Syniadau uchelgeisiol, awdurdodol a mentrus.
Ymunwch â ni i gyfrannu at wneud Cymru gwell.
But the ground was shaking here too. All was not OK. And in the last few months there have been lots of calls to tear down the walls of institutions and pot shots directed at each other. Some of it has been needed, urgent and welcome and some of it unpleasant.
The discourse recently has been too binary, and probably too dominated by the commercial side of the sector. The arts is a broad church and a complex ecology so can we support each other to rebuild from here together please and not attack each other?
And take time to reflect thoughtfully together. That can be uncomfortable – to question, to doubt, to resist the stirrings of self-interest, instant opinions and information overload, but to favour systematic, slow and purposeful enquiry. We may never have a better time in that respect. And as Raymond Williams said, “To be truly radical is to make hope possible rather than despair convincing”.
I received this message from someone in Tiger Bay or Butetown (there are a couple of names for that place too):
“I was against the Opera House and resented WMC being built while I wasn’t even entitled to consider myself an artist…
Fast forward to a couple of years ago. I was on my way to County Hall with my granddaughter aged 3 and as we went past the Centre she said “look! that’s where we do Carnival!”

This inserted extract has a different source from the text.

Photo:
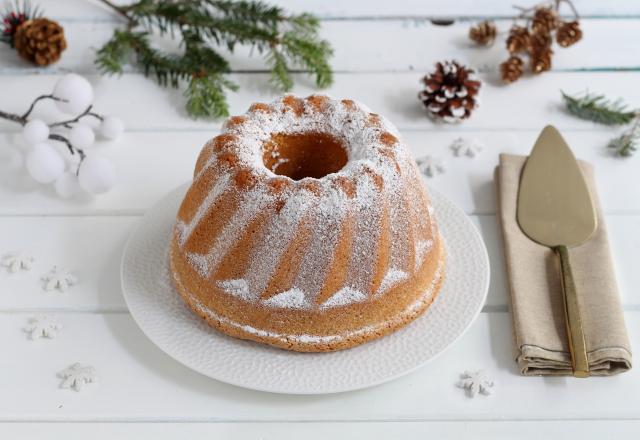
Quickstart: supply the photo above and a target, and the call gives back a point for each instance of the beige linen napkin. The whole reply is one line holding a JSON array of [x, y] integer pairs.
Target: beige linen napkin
[[536, 299]]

At first I was pleased as punch that Carnival was already imprinted… but then I realised…
The Centre is also imprinted in her mind as part of her community … not something that’s been built over something else. And it’s now just as much as a landmark in our history as anything …
Of course we still want more of everything but I’ve figured out that the best way forward is to go forward …”
We don’t have enough stories like this, Wales Millennium Centre and others can certainly do better. I want people to consider this place not as a ‘venue’ but as a home.